The results presented in this thesis contribute to the healthcare operations management literature in four different ways: First, they extend and translate previous operationalizations of focus, developed in a manufacturing context, into the context of healthcare service delivery. Second, they provide evidence for a positive association between focus and cost and quality performance, in the context of elective surgery. Third, they provide evidence for a positive association between scale (volume) and cost and quality outcomes, in the context of elective surgery. Fourth, they support the emerging contingency theory of benefits of focus in healthcare, a theory stating that patients with less complex needs benefit more from focused operations. The results also suggest a complementary contingency condition for benefits of scale in healthcare, finding that more complicated treatments benefit more from an increased scale of operations.

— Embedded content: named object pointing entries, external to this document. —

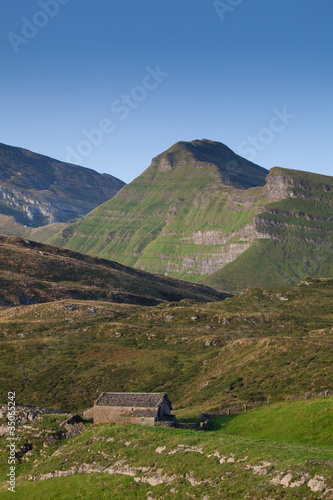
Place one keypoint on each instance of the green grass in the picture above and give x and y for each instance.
(306, 422)
(246, 348)
(219, 463)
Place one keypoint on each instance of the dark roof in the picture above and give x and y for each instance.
(132, 399)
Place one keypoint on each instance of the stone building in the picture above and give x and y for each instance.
(132, 408)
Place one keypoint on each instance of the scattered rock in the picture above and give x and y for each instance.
(169, 317)
(317, 484)
(160, 449)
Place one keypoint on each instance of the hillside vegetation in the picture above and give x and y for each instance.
(127, 462)
(33, 273)
(261, 344)
(202, 213)
(36, 190)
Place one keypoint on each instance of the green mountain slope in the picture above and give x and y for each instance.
(202, 213)
(295, 237)
(33, 273)
(178, 215)
(36, 190)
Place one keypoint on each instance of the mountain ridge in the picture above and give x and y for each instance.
(36, 190)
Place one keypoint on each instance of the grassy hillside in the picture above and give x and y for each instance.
(194, 214)
(306, 422)
(155, 222)
(36, 190)
(295, 237)
(33, 273)
(128, 462)
(262, 344)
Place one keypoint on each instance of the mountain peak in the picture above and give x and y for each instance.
(231, 168)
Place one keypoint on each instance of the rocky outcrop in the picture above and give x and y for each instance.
(37, 190)
(278, 187)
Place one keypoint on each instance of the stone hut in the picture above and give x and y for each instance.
(132, 408)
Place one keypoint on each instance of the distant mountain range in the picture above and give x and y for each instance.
(33, 273)
(36, 190)
(204, 214)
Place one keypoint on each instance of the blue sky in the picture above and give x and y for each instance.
(111, 83)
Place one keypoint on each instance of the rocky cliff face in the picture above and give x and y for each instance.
(37, 190)
(197, 209)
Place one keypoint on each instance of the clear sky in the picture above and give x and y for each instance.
(111, 83)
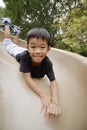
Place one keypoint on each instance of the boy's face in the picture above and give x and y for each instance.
(38, 49)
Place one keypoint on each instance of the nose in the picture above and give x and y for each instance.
(37, 50)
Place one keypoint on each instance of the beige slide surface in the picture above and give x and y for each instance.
(20, 107)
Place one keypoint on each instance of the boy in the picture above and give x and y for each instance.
(34, 63)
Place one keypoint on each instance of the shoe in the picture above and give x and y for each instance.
(5, 21)
(16, 29)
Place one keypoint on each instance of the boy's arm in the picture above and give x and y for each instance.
(45, 98)
(54, 107)
(54, 92)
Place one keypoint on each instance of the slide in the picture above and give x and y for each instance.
(20, 106)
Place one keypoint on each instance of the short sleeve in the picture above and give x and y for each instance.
(50, 72)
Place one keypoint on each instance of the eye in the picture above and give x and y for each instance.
(43, 47)
(32, 47)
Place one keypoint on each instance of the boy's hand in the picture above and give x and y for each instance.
(53, 110)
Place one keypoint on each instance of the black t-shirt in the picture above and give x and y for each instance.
(45, 68)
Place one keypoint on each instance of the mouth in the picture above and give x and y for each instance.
(38, 58)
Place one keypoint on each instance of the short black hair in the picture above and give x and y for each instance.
(39, 33)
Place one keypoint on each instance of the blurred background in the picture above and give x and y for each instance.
(66, 20)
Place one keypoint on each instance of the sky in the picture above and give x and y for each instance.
(2, 3)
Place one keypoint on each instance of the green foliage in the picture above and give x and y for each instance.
(65, 20)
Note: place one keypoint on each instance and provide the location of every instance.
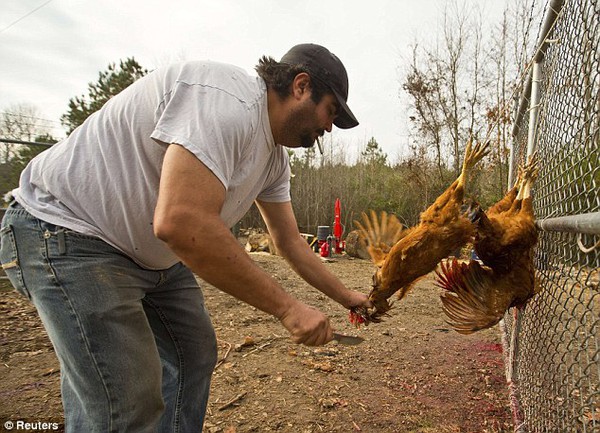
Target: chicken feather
(442, 229)
(476, 296)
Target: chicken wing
(442, 229)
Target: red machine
(338, 229)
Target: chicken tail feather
(468, 300)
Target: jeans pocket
(9, 259)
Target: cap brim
(345, 119)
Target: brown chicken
(417, 251)
(477, 296)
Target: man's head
(324, 75)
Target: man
(109, 224)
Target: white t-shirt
(103, 179)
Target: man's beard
(306, 141)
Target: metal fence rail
(552, 346)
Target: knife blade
(348, 340)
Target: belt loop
(62, 246)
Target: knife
(347, 339)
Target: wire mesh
(554, 340)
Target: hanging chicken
(477, 296)
(417, 251)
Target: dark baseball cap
(327, 68)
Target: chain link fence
(552, 346)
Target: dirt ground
(411, 374)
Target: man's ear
(301, 85)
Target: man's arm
(187, 218)
(283, 229)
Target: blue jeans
(136, 347)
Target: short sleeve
(207, 121)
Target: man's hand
(356, 299)
(307, 325)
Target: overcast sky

This thesis has implications for management and policy. It provides a framework for understanding profiles of hospital focus, either as a step in the strategy development for a single hospital or as a step in planning patient allocation within a hospital network. Moreover, it gives tentative guidance on the importance of volume and specialization in different types of healthcare services. Following from this, it also provides tentative guidance on which type of facility that is best suited for different healthcare services.